L’histoire suit deux enfants. Une jeune fille, sourde, qui réside dans une immense maison près de New York, surprotégée par son père autoritaire, délaissée par sa mère, vedette à Broadway. Elle vit cette enfance malheureuse en 1927. Et il y a l’orphelin Ben, qui grandit dans les années 1970 au fin fond des Etats-Unis, et qui va perdre l’ouïe par accident. A priori rien ne devrait les réunir : ni la géographie, ni l’époque…
Livre jeunesse et mélodrame cinématographique, Le musée des merveilles est réédité ce mois-ci chez Bayard jeunesse dans une très belle édition, illustrée de dessins en noir et blanc.
Le film sort sur les écrans français ce 15 novembre. Il avait été présenté en compétition au Festival de Cannes en mai dernier, où nous avions rencontré son auteur et scénariste.
Livres Hebdo : Comment avez-vous imaginé cette histoire, étalée sur deux époques distinctes ?
Brian Selznick : L’idée m’est venue après Hugo Cabret, mon premier livre. J’ai d’abord eu la structure narrative en tête : deux histoires parallèles, dont l’une était racontée sous la forme de dessin et qui n’avait pas de rapport avec celle qui était écrite. Et puis j’ai eu ce titre, Wonderstruck. Tout s’est déclenché quand j’ai vu un documentaire sur les malentendants, Through Deaf Eyes. A partir de là, j’ai pu intégrer ma fascination pour le cinéma muet de Méliès, la magie d’Houdini en situant le récit dans les années 1920. Puis j’ai eu l’idée des deux pannes d’électricité, et j'ai intégré celle très connue de 1977, à New York. Mais pour moi, soyons clairs, Le Musée des merveilles était inadaptable justement à cause de cette structure narrative.
Contrairement à Hugo Cabret, vous avez pourtant écrit vous-même le scénario, ce qui n’est pas si courant dans le cinéma américain.
Ce n’est pas venu de moi. On m’a demandé d’écrire le scénario et je me suis lancé. Et c’est un exercice très difficile, exigeant et qui prend du temps. Au début, à chaque version, les producteurs disaient toujours oui, ne faisaient aucune remarque. Jusqu’à la version finale : là on m’a fait une réponse avec des dizaines de remarques. Ils voulaient que je réduise de moitié une partie du script. Ils me rappelaient qu’un film devait avancer à chaque scène vers son épilogue. Ainsi la semaine au musée dans le livre se transforme en une seule nuit dans le film. Il fallait aussi que je précise pour le réalisateur ce que Ben voyait autour de lui quand il arrive à New York. Au fil des corrections, le nombre des commentaires se réduisait. Mais pour moi, parfois, je passais une journée à retirer une simple phrase.

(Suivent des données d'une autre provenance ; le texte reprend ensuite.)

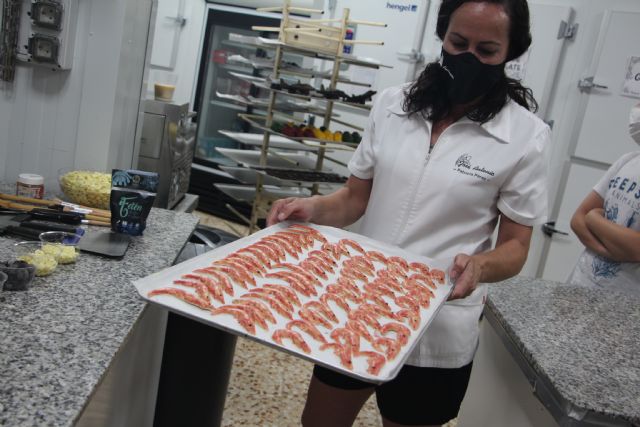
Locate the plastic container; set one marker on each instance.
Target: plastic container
(87, 188)
(30, 185)
(32, 253)
(19, 275)
(60, 245)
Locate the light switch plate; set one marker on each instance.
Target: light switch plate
(47, 14)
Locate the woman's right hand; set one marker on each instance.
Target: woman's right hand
(293, 208)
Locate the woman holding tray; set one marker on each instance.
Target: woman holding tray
(443, 160)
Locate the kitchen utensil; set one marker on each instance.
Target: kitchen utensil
(57, 204)
(56, 215)
(19, 275)
(61, 245)
(109, 244)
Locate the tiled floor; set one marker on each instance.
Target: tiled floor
(268, 387)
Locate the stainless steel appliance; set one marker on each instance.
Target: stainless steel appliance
(166, 146)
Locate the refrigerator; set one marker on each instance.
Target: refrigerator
(224, 56)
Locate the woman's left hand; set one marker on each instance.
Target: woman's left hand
(465, 274)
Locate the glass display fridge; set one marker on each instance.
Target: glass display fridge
(228, 62)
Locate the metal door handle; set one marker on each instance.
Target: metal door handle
(586, 84)
(549, 229)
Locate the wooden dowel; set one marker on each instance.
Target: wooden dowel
(271, 29)
(270, 9)
(363, 42)
(371, 23)
(304, 9)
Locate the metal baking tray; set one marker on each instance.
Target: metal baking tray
(274, 159)
(248, 192)
(325, 358)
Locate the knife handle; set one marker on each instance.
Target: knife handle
(50, 227)
(27, 233)
(64, 217)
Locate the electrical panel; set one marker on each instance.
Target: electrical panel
(47, 33)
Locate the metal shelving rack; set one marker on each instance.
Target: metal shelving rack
(319, 39)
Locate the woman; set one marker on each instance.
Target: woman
(607, 222)
(441, 161)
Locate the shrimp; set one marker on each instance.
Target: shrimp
(412, 315)
(346, 337)
(341, 351)
(437, 275)
(183, 295)
(325, 257)
(376, 256)
(400, 262)
(345, 293)
(389, 346)
(258, 306)
(419, 267)
(280, 334)
(214, 288)
(231, 272)
(325, 298)
(221, 278)
(426, 279)
(407, 301)
(359, 327)
(307, 327)
(253, 312)
(366, 317)
(273, 303)
(288, 293)
(313, 267)
(323, 309)
(314, 318)
(317, 235)
(301, 271)
(353, 244)
(375, 361)
(401, 331)
(259, 252)
(200, 288)
(241, 316)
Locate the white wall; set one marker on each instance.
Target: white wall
(85, 117)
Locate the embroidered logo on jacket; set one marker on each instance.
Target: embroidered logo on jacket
(465, 167)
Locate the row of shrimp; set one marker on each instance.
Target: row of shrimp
(296, 291)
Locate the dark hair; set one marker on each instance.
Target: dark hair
(428, 94)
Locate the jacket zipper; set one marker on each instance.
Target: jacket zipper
(416, 187)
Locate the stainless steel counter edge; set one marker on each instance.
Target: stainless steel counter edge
(563, 411)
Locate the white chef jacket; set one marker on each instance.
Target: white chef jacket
(620, 191)
(448, 201)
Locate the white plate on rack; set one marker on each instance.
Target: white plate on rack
(279, 160)
(325, 358)
(275, 141)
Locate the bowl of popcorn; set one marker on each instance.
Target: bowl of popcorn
(87, 188)
(32, 253)
(61, 246)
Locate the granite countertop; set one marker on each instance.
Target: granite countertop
(582, 344)
(59, 337)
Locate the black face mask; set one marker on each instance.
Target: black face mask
(470, 77)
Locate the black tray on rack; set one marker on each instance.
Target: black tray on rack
(302, 175)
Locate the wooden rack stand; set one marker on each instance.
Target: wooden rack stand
(316, 38)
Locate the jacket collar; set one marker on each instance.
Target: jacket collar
(499, 127)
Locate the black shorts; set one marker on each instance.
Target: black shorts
(417, 396)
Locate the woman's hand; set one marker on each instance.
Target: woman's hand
(293, 208)
(465, 274)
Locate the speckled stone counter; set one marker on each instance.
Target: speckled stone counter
(58, 338)
(579, 346)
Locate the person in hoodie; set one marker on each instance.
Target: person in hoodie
(443, 160)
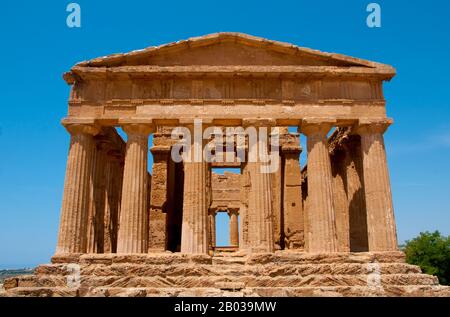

Vous considérez que le film est fidèle au livre ?
C’est très fidèle au livre mais le producteur m’avait prévenu qu’à cause du budget, il fallait trouver des moyens pour contourner les problèmes comme ce long flash-back que j’avais imaginé lorsque Rose donne la lettre à Ben [Todd Haynes a finalement utilisé un Diorama pour raconter le contenu de cette lettre, ndlr].
En dehors du scénario, êtes-vous intervenu dans le film ?
Sur Hugo Cabret, je n’étais qu’observateur, un observateur privilégié. Mes dessins avaient été utilisés pour le story-board mais Martin Scrosese avait transformé l'histoire pour se l'approprier. Cette fois-ci j’étais sur le tournage. Un jour, alors que je n’étais pas à côté du plateau, Todd Haynes m’a fait appeler: un acteur voulait une précision sur le sens d’une phrase. Il a répondu au comédien : « voilà, vous avez l’auteur, posez-lui la question ? » (sourire) Sinon j’ai écrit le mot de Danny dans le livre et réalisé le dessin de Ben. C'est très difficile de dessiner comme un enfant!
Quelle est pour vous la différence entre le livre et le cinéma ?
Un livre, à chaque fois qu’on tourne la page, c’est un nouveau rideau qui se lève. Alors qu’au cinéma, les scènes s’enchaînent. Et avec un smartphone, c’est pire, on ne peut que zapper.